Love Charito, Marwin Scott E, Tomas Maria B, Krauss Eugene S, Tronco Gene G, Bhargava Kuldeep K, Nichols Kenneth J, Palestro Christopher J
Division of Nuclear Medicine, Long Island Jewish Medical Center, New Hyde Park, New York 11040, USA.
J Nucl Med. 2004 Nov;45(11):1864-71.
The objectives of this study were to investigate (18)F-FDG imaging, using a coincidence detection system, for diagnosing prosthetic joint infection and to compare it with combined (111)In-labeled leukocyte/(99m)Tc-sulfur colloid marrow imaging in patients with failed lower extremity joint replacements.
Fifty-nine patients--with painful, failed, lower extremity joint prostheses, 40 hip and 19 knee--who underwent (18)F-FDG, labeled leukocyte, and bone marrow imaging, and had histopathologic and microbiologic confirmation of the final diagnosis, formed the basis of this investigation. (18)F-FDG images were interpreted as positive for infection using 4 different criteria: criterion 1: any periprosthetic activity, regardless of location or intensity; criterion 2: periprosthetic activity on the (18)F-FDG image, without corresponding activity on the marrow image; criterion 3: only bone-prosthesis interface activity, regardless of intensity; criterion 4: semiquantitative analysis--a lesion-to-background ratio was generated, and the cutoff value yielding the highest accuracy for determining the presence of infection was determined. Labeled leukocyte/marrow images were interpreted as positive for infection when periprosthetic activity was present on the labeled leukocyte image without corresponding activity on the marrow image.
Twenty-five (42%) prostheses, 14 hip and 11 knee, were infected. The sensitivity, specificity, and accuracy of (18)F-FDG, by criterion, were as follows: criterion 1: 100%, 9%, 47%; criterion 2: 96%, 35%, 61%; criterion 3: 52%, 44%, 47%; criterion 4: 36%, 97%, 71%. The sensitivity, specificity, and accuracy of labeled leukocyte/marrow imaging were 100%, 91%, and 95%, respectively. WBC/marrow imaging, which was more accurate than any of the (18)F-FDG criteria for all prostheses, as well as for hips and knees separately, was significantly more sensitive than criterion 3 (P < 0.001) and criterion 4 (P < 0.001) and was significantly more specific than criterion 1 (P < 0.001), criterion 2 (P < 0.001), and criterion 3 (P < 0.001).
Regardless of how the images are interpreted, coincidence detection-based (18)F-FDG imaging is less accurate than, and cannot replace, labeled leukocyte/marrow imaging for diagnosing infection of the failed prosthetic joint.
本研究的目的是使用符合探测系统研究(18)F-FDG成像诊断人工关节感染,并将其与下肢关节置换失败患者的联合(111)In标记白细胞/(99m)Tc硫胶体骨髓成像进行比较。
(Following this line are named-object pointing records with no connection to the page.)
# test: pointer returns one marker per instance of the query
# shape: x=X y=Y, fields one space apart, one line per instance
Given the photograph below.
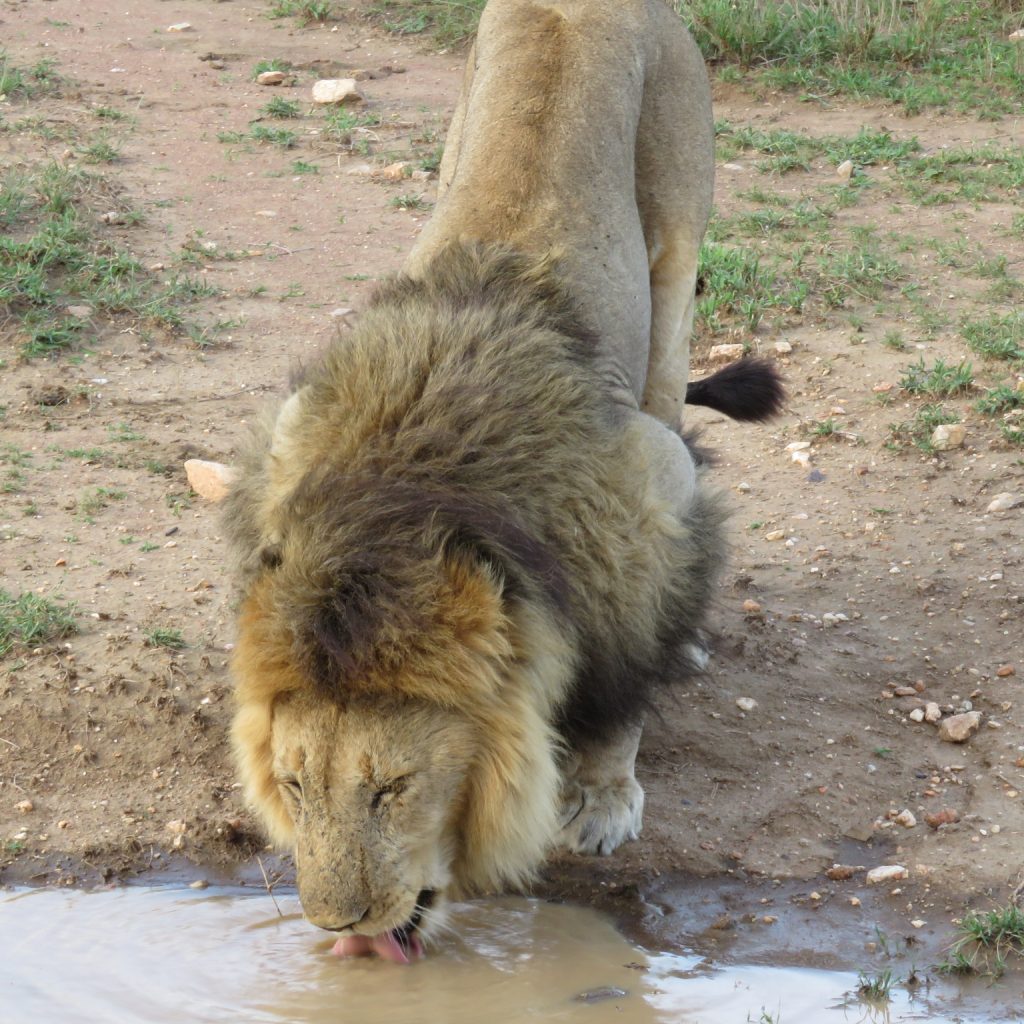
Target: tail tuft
x=749 y=389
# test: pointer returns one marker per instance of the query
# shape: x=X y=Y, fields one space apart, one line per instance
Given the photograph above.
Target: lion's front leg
x=602 y=803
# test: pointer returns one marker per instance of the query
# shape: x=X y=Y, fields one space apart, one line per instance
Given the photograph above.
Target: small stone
x=960 y=728
x=336 y=90
x=947 y=436
x=726 y=353
x=211 y=480
x=886 y=872
x=946 y=816
x=1005 y=502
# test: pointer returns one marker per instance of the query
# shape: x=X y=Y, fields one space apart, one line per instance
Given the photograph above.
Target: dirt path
x=870 y=572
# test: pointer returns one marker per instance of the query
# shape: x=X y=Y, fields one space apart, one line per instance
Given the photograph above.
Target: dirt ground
x=869 y=570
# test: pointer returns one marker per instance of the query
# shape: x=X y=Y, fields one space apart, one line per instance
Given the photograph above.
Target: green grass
x=939 y=380
x=986 y=941
x=171 y=639
x=29 y=621
x=52 y=256
x=995 y=336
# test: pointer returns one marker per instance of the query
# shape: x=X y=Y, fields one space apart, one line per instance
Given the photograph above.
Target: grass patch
x=939 y=380
x=28 y=621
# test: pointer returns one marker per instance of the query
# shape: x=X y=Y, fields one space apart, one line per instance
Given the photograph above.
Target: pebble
x=886 y=872
x=726 y=353
x=209 y=479
x=336 y=90
x=960 y=728
x=1004 y=502
x=947 y=436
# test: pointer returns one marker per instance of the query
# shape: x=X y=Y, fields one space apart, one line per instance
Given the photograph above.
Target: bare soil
x=119 y=745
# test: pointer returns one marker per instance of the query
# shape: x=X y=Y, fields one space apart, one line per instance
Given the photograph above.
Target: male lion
x=472 y=542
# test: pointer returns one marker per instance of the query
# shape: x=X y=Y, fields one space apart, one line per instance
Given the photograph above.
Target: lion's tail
x=748 y=389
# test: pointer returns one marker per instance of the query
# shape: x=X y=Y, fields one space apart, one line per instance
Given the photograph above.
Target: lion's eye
x=392 y=788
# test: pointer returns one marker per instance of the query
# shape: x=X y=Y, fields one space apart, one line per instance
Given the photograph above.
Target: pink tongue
x=387 y=946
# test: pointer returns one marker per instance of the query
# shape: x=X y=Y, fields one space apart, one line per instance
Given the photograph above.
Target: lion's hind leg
x=602 y=803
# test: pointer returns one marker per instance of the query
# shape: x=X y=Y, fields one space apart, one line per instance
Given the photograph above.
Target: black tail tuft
x=748 y=389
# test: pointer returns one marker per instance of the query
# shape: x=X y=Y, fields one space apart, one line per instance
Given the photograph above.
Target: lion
x=472 y=542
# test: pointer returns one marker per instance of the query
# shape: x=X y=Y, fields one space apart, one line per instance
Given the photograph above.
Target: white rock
x=726 y=353
x=211 y=480
x=947 y=436
x=886 y=872
x=336 y=90
x=1005 y=502
x=960 y=728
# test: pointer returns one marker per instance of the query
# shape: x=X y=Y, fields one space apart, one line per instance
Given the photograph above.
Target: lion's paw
x=597 y=819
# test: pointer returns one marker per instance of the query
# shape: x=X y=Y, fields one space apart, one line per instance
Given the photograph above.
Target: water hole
x=170 y=954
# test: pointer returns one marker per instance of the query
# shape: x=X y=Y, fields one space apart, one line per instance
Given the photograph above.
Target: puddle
x=222 y=955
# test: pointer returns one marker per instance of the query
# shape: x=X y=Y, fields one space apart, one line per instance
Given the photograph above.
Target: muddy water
x=170 y=955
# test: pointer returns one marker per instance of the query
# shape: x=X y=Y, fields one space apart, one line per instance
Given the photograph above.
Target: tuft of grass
x=28 y=621
x=996 y=337
x=939 y=380
x=171 y=639
x=986 y=941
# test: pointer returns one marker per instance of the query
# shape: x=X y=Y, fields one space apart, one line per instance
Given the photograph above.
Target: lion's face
x=373 y=791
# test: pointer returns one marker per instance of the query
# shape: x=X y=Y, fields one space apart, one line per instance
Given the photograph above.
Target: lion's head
x=420 y=767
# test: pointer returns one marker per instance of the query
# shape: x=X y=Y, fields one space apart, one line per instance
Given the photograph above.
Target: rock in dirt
x=336 y=90
x=886 y=872
x=947 y=436
x=960 y=728
x=211 y=480
x=1005 y=502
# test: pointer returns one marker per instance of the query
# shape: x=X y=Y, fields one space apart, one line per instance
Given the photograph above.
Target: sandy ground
x=887 y=572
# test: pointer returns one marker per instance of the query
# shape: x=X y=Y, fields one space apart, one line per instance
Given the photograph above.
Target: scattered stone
x=960 y=728
x=1005 y=502
x=336 y=90
x=886 y=872
x=840 y=872
x=946 y=816
x=947 y=436
x=726 y=353
x=211 y=480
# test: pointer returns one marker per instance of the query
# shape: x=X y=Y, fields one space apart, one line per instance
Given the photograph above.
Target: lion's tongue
x=388 y=946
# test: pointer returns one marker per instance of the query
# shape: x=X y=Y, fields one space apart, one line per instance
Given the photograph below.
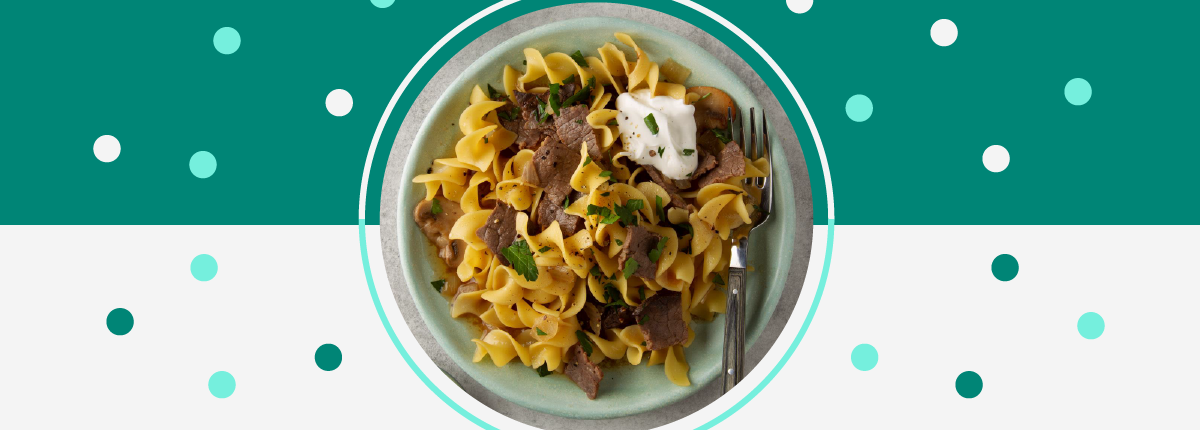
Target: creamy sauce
x=676 y=136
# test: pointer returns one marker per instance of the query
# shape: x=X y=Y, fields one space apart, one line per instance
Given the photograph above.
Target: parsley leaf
x=652 y=124
x=522 y=260
x=555 y=101
x=724 y=135
x=657 y=252
x=579 y=58
x=583 y=93
x=630 y=267
x=583 y=341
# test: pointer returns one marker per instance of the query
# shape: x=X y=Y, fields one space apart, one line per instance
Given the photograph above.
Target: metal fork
x=735 y=309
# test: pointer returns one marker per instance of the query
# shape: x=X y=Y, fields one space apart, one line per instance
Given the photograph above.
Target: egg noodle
x=535 y=321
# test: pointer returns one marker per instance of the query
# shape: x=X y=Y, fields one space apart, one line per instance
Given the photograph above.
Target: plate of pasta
x=570 y=205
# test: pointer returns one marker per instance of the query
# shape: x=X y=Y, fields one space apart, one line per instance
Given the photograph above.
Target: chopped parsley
x=630 y=267
x=724 y=135
x=652 y=124
x=579 y=58
x=492 y=93
x=657 y=252
x=583 y=341
x=612 y=297
x=555 y=100
x=522 y=260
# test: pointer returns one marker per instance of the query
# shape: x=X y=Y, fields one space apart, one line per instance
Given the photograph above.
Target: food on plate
x=587 y=211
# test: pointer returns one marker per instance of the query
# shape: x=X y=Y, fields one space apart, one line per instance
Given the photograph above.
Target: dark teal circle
x=120 y=321
x=1005 y=267
x=969 y=384
x=329 y=357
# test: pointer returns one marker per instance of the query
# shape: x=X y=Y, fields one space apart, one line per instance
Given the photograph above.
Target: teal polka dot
x=859 y=108
x=1005 y=267
x=1091 y=326
x=864 y=357
x=221 y=384
x=329 y=357
x=1078 y=91
x=204 y=267
x=120 y=321
x=227 y=40
x=969 y=384
x=203 y=165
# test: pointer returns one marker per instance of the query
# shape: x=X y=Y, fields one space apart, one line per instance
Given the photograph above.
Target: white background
x=924 y=297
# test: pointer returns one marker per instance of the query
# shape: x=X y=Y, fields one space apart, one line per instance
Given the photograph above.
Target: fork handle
x=735 y=329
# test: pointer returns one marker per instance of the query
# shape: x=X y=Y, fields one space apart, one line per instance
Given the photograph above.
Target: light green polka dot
x=1091 y=326
x=859 y=108
x=204 y=268
x=227 y=40
x=1078 y=91
x=221 y=384
x=864 y=357
x=203 y=165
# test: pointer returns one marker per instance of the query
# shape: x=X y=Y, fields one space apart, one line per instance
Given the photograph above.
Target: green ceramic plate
x=625 y=389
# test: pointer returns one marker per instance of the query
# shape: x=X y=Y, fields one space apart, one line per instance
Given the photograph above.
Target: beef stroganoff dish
x=587 y=213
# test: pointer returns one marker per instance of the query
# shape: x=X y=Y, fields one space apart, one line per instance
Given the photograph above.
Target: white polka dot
x=799 y=6
x=943 y=33
x=339 y=102
x=106 y=148
x=995 y=159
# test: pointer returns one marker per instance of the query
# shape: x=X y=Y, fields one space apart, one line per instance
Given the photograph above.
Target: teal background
x=148 y=73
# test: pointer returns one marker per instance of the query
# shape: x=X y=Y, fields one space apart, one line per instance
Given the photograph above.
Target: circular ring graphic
x=477 y=17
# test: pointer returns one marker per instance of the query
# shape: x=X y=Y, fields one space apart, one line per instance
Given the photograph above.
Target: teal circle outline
x=477 y=420
x=864 y=357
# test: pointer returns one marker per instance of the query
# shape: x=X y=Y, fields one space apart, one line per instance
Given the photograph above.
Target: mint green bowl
x=625 y=389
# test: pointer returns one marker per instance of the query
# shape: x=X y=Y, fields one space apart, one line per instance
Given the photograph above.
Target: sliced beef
x=661 y=320
x=639 y=244
x=666 y=184
x=730 y=163
x=617 y=317
x=580 y=369
x=501 y=230
x=549 y=213
x=437 y=228
x=551 y=169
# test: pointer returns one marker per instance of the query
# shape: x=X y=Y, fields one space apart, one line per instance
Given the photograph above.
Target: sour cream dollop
x=665 y=149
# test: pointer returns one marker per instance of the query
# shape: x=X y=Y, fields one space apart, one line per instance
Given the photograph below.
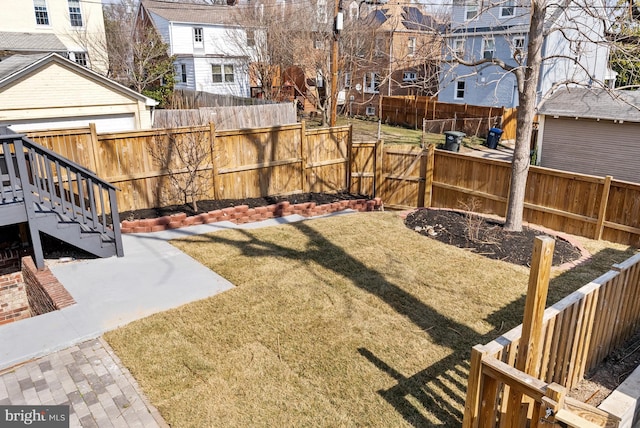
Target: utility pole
x=337 y=27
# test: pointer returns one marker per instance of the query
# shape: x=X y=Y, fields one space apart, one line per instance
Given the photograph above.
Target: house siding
x=71 y=98
x=18 y=16
x=591 y=147
x=497 y=90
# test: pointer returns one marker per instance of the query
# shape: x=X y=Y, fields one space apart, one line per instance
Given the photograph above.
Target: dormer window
x=75 y=13
x=42 y=15
x=471 y=10
x=507 y=9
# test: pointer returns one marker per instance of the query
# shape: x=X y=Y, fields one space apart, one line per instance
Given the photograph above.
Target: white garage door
x=114 y=123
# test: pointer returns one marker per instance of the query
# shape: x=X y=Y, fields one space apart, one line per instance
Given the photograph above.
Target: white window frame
x=41 y=12
x=371 y=83
x=471 y=10
x=322 y=15
x=75 y=13
x=251 y=37
x=507 y=9
x=409 y=76
x=518 y=40
x=459 y=47
x=225 y=71
x=488 y=46
x=198 y=37
x=347 y=79
x=81 y=58
x=460 y=89
x=411 y=44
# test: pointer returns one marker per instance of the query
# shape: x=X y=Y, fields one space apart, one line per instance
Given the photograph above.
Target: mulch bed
x=485 y=236
x=208 y=205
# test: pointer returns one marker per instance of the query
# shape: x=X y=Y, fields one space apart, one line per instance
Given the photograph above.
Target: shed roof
x=192 y=13
x=17 y=66
x=593 y=104
x=32 y=42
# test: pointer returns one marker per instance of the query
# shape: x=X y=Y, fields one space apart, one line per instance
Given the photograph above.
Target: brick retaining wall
x=243 y=214
x=14 y=305
x=44 y=291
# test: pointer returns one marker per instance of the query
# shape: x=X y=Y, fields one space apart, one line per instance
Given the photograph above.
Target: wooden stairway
x=58 y=197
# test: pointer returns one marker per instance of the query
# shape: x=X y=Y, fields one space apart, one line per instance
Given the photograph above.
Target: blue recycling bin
x=493 y=137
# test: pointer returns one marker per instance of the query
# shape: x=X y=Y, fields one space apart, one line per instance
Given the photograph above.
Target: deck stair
x=57 y=197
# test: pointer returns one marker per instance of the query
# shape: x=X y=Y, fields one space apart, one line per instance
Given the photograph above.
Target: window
x=489 y=48
x=321 y=12
x=470 y=10
x=458 y=47
x=412 y=46
x=42 y=16
x=460 y=86
x=372 y=83
x=222 y=73
x=379 y=46
x=507 y=9
x=518 y=47
x=80 y=58
x=75 y=13
x=197 y=35
x=182 y=73
x=251 y=38
x=409 y=76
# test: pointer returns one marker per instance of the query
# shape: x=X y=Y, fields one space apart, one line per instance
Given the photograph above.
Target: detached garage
x=47 y=91
x=591 y=131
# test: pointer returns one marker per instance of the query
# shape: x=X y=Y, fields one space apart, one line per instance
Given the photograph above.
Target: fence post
x=214 y=159
x=303 y=156
x=529 y=350
x=604 y=200
x=428 y=179
x=349 y=165
x=378 y=179
x=474 y=388
x=93 y=147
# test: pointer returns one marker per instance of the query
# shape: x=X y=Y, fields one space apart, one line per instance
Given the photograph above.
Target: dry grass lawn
x=350 y=320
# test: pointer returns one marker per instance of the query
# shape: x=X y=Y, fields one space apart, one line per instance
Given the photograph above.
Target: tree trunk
x=527 y=100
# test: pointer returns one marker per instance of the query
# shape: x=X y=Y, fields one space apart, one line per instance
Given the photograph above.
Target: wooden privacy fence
x=411 y=110
x=240 y=163
x=574 y=336
x=250 y=116
x=584 y=205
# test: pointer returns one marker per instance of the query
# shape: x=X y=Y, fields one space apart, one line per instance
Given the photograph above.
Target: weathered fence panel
x=577 y=335
x=326 y=155
x=240 y=117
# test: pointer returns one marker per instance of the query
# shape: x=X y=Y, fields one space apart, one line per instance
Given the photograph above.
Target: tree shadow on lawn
x=439 y=389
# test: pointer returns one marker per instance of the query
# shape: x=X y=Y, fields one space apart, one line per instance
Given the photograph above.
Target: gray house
x=499 y=31
x=591 y=131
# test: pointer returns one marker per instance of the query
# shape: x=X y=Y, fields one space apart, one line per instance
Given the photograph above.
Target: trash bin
x=452 y=140
x=493 y=137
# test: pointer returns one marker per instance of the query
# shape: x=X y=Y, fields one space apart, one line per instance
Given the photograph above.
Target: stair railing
x=51 y=182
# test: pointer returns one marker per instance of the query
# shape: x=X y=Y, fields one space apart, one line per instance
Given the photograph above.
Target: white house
x=575 y=50
x=48 y=91
x=72 y=28
x=212 y=50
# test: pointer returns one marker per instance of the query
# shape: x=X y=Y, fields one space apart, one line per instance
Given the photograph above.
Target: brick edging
x=243 y=214
x=584 y=254
x=44 y=291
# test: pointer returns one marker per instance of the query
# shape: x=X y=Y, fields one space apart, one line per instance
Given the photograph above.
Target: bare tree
x=185 y=156
x=573 y=36
x=137 y=55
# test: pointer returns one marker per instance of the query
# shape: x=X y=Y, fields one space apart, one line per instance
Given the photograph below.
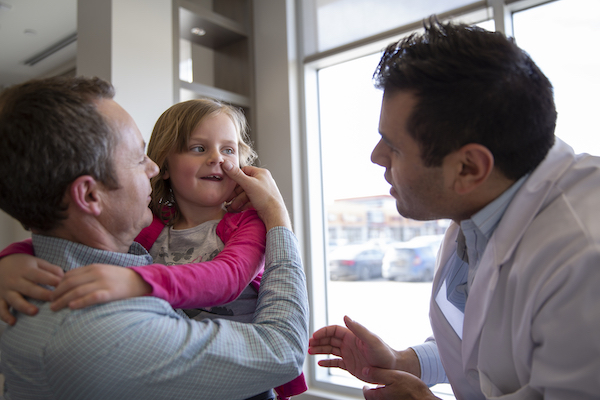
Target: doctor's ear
x=472 y=165
x=85 y=195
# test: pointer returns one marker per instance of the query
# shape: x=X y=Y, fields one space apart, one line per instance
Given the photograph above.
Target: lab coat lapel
x=532 y=196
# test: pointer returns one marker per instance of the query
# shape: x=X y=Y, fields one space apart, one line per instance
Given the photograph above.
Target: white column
x=129 y=43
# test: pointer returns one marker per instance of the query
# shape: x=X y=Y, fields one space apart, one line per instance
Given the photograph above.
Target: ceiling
x=28 y=28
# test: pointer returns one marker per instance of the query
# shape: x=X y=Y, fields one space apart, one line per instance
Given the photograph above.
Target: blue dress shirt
x=141 y=348
x=462 y=265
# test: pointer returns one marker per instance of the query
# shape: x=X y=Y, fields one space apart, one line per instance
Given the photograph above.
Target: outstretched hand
x=357 y=347
x=261 y=190
x=20 y=276
x=97 y=284
x=395 y=385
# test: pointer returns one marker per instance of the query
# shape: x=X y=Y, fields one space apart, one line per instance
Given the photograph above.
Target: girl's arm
x=221 y=280
x=193 y=285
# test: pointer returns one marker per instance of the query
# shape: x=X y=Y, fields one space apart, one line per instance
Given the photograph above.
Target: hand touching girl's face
x=196 y=175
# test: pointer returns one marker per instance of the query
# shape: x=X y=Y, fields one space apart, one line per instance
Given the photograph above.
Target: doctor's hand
x=395 y=385
x=358 y=348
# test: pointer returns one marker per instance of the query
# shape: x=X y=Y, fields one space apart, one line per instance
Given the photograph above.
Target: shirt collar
x=475 y=232
x=70 y=255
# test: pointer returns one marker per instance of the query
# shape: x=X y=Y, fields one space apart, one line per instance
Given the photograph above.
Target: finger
x=71 y=293
x=5 y=314
x=373 y=393
x=380 y=376
x=332 y=363
x=235 y=173
x=360 y=331
x=241 y=201
x=328 y=349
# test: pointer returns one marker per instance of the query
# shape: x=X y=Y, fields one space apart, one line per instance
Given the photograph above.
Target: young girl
x=189 y=143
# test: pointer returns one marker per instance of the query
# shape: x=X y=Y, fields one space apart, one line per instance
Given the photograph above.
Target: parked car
x=355 y=262
x=406 y=261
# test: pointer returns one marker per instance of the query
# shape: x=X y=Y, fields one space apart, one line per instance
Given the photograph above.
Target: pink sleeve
x=25 y=247
x=221 y=280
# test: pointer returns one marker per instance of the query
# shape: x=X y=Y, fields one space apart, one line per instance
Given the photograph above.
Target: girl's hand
x=20 y=276
x=97 y=284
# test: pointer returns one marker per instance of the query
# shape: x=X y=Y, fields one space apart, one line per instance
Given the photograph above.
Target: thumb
x=360 y=331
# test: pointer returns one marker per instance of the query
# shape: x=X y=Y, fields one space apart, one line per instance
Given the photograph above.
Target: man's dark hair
x=472 y=86
x=51 y=133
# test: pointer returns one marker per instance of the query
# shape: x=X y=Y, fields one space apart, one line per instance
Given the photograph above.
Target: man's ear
x=473 y=164
x=85 y=195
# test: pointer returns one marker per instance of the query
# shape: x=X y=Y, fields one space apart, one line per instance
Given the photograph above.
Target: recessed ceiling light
x=198 y=31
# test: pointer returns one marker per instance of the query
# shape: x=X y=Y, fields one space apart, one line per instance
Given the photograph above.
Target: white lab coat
x=532 y=319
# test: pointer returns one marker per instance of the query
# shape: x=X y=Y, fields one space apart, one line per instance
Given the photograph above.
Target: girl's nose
x=215 y=157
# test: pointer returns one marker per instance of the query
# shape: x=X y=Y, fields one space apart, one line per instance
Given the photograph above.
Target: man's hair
x=472 y=86
x=171 y=134
x=51 y=133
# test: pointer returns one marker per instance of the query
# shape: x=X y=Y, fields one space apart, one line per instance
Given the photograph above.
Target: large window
x=369 y=262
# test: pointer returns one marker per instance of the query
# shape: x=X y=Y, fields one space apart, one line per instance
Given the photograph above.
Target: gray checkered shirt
x=141 y=348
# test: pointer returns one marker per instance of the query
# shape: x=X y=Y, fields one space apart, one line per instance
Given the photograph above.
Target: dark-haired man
x=75 y=172
x=467 y=133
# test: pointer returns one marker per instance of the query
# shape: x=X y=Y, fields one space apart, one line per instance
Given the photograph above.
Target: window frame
x=322 y=384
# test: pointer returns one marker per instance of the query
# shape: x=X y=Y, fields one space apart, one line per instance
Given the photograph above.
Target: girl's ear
x=84 y=193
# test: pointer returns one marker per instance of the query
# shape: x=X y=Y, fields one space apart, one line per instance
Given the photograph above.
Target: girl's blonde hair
x=171 y=134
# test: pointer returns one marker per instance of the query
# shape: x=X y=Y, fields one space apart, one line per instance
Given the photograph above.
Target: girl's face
x=196 y=174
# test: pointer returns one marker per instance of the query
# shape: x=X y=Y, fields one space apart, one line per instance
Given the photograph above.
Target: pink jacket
x=208 y=283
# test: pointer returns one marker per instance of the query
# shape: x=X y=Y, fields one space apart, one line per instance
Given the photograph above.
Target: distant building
x=374 y=219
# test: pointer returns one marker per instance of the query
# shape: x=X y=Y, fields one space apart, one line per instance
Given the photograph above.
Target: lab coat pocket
x=492 y=392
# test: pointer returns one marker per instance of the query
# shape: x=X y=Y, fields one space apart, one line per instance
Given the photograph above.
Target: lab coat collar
x=538 y=190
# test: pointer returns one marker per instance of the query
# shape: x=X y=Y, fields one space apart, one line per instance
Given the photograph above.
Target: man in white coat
x=467 y=133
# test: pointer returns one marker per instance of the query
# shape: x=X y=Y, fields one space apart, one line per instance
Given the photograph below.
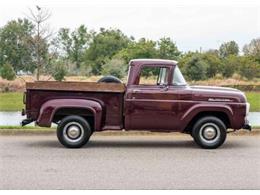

59例下肢关节假体疼痛且置换失败的患者,其中40例为髋关节,19例为膝关节,接受了(18)F-FDG、标记白细胞和骨髓成像,并经组织病理学和微生物学确诊最终诊断,构成了本研究的基础。(18)F-FDG图像根据4种不同标准被解释为感染阳性:标准1:假体周围任何活性,无论位置或强度;标准2:(18)F-FDG图像上的假体周围活性,骨髓图像上无相应活性;标准3:仅骨-假体界面活性,无论强度;标准4:半定量分析——生成病变与背景比值,并确定对确定感染存在具有最高准确性的临界值。当标记白细胞图像上存在假体周围活性而骨髓图像上无相应活性时,标记白细胞/骨髓图像被解释为感染阳性。
25个(42%)假体,14个髋关节和11个膝关节,被感染。(18)F-FDG根据标准的敏感性、特异性和准确性如下:标准1:100%,9%,47%;标准2:96%,35%,61%;标准3:52%,44%,47%;标准4:36%,97%,71%。标记白细胞/骨髓成像的敏感性、特异性和准确性分别为100%、91%和95%。白细胞/骨髓成像在所有假体以及分别在髋关节和膝关节方面比任何(18)F-FDG标准更准确,比标准3(P<0.001)和标准4(P<0.001)显著更敏感,比标准1(P<0.001)、标准2(P<0.001)和标准3(P<0.001)显著更具特异性。
无论图像如何解释,基于符合探测的(18)F-FDG成像在诊断失败人工关节感染方面不如标记白细胞/骨髓成像准确,且不能替代它。